Do you have any idea what a regex might look like for this case?

Thanks but this doesn't handle case like:

assert_eq!(magic("   ".to_string()), "");

Here is a solution using regex.

use regex::Regex;

fn magic(s: &str) -> String {
    let re = Regex::new("(?m)^ +| +$| +( )").unwrap();
    re.replace_all(s, "$1").into_owned()
}

It doesn't handle tabs because no test cases had tabs, but it should be easy to add tabs as appropriate.

2 Likes

I believe so, yeah.

Reading RegEx is always a challenge and you are not the only one who finds it hard. However you can use regex parsers/explainers to see what it's doing (something like this, for example https://regex101.com/ ). You also should probably write comment what regex should do.
As for performance, regular expressions are often faster than doing String search and replace methods. Regular expressions are a great tool and you shouldn't avoid them, especially when making a RegEx would save you writing a ton of code.

1 Like

I created this SO question to get a good regex with these requirements, can you help me @sgrey, @tczajka, @jkugelman?

  1. two or more spaces not in a string removed

  2. two or more spaces in a string reduced to one (ex: " text other " -> "text other")

  3. one or more spaces removed after and before characters such as:

    1. \n
    2. \r\n
    3. \t
  4. replace \r\n with \n

I tried with +|\\n +|\t +\\r\n .+ but obviously this doesn't work totally.

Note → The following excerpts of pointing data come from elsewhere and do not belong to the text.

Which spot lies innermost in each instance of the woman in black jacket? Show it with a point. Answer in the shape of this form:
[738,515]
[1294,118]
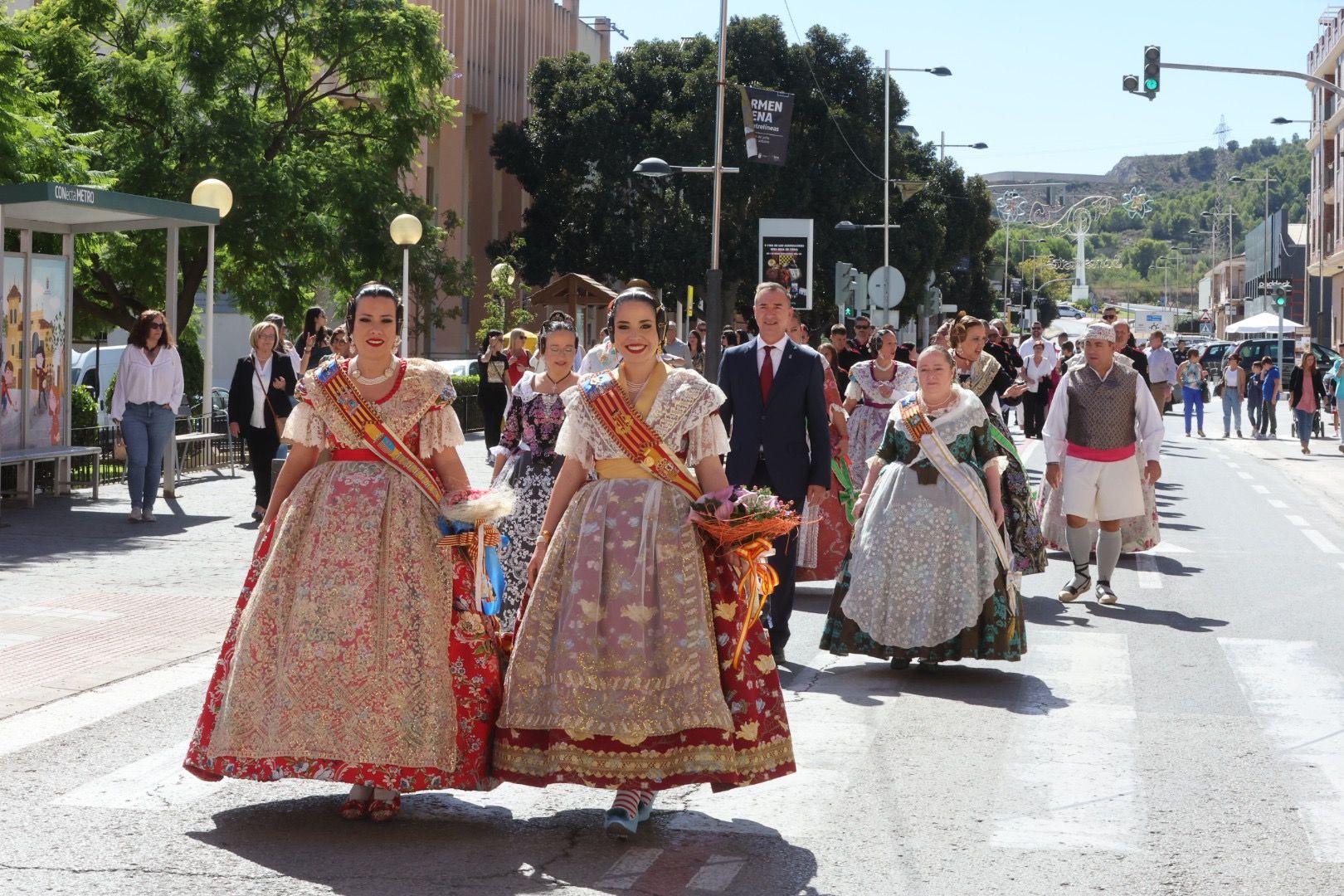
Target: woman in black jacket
[1304,402]
[492,392]
[258,397]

We can use the below patterns to check it's working:

assert_eq!(not_useful_space("   "), "");
assert_eq!(not_useful_space("    a l    l   lower      "), "a l l lower");
assert_eq!(not_useful_space("    i need\n new lines\n\n many times     "), "i need\nnew lines\n\nmany times");
assert_eq!(not_useful_space("    i need  \n new lines \n\n many times     "), "i need\nnew lines\n\nmany times");
assert_eq!(not_useful_space("  i need \r\n new lines\r\nmany times   "), "i need\nnew lines\nmany times");
assert_eq!(not_useful_space("    i need \t new lines\t \t many times     "), "i need new lines many times");
assert_eq!(not_useful_space("  à   la  "), "à la");

This doesn't handle all the test cases: How to remove useless space in Rust string without using regex - #14 by frederikhors

Thanks. I'm benchmarking both.

On that SO question a user answered with this:

function not_useful_space(str) {
  return str.replace(/^[ \t]+|[ \t]+$|\r|([ \t]){2,}/mg, '$1');
}

which apparently works in javascript but not in Rust: Rust Playground

Do you know why?

weren't you already given many solutions here? I think that this function by @tczajka works for your proposed cases, no?

actually, isn't this incorrect? You mentioned before you want to leave tabs in the string, but this one will remove tabs.

I found a solution: regexp replace - Regex for useless space in form's inputs - Stack Overflow.

Thank you all. I'm trying to benchmark solutions now. Thank you all!